第5章「結論」では、各章で得られた研究成果を要約し、今後の研究課題について述べた。

付録1「兵庫県南部地震で被災して修復・解体された鋼構造剛接骨組の実態調査」では、兵庫県南部地震で被災して修復・解体された鋼構造剛接骨組12件について、企業の協力で得られた資料や写真等を基に、建物内容、被害実態、修復実態を調査した。

付録2「地震動の位相特性を考慮した応答スペクトル」では、耐震性能評価用模擬地震動50波を用いて作成した、絶対加速度応答スペクトル・最大塑性率応答スペクトルを、直下型から海洋型の5種類の地震動の位相特性に分類して掲載した。

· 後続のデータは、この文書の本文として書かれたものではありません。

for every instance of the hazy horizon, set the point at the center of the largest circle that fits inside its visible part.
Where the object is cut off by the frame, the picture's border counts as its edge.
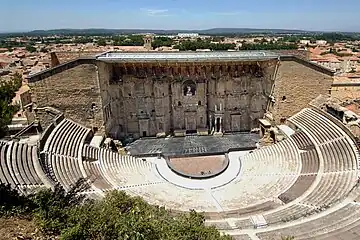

付録3「修復性能設計法における性能検証のプロセス」では、本論で提案する修復性能設計法の性能検証プロセスの全体像をフロー形式で掲載した。

審査要旨 要旨を表示する

 本論文は、鋼構造建築物の性能設計を実用化する上で知見が不足している修復性能について考究したものである。鋼構造建築物のなかでもっとも代表的な剛接骨組形式の建物の修復限界を兵庫県南部地震で被災した建物の修復・解体実績データの分析を通して明らかにしたこと、および修復性能を定量的に評価するための残留応答変形を設計段階で予測する技術を考案したことの2点が本論文の特筆すべき成果である。

 本論文は、本文5章と付録から構成されている。

 第1章では、本論文の目的と関連する既往の研究について述べている。建築の構造設計が仕様規定型から性能規定型に移行しつつある状況で、財産保全に関わる修復性能を考慮した性能設計の技術が現時点でほとんど未開拓の状況であることを概観している。

 第2章では、兵庫県南部地震で被災して修復あるいは解体された鋼構造剛接骨組12件の実態調査を行い、建物別に建物概要・被害概要・修復概要を整理した。ここで得られた建物の残留変形および復旧コストのデータを基に、技術面と経済面の両面から修復限界の分析を行った。技術的な修復限界については、全体残留変形角と最大残留層間変形角の2つの工学量を用いて分析し、その結果、それぞれ1/110、1/71が限界値であることを明らかにした。経済的な修復限界については、直接復旧コストと間接復旧コストを分析し、建て替えの場合のコストに対する比を調べた結果、直接復旧コスト比と間接復旧コスト比の限界値はそれぞれ0.86、0.41となることを明らかにした。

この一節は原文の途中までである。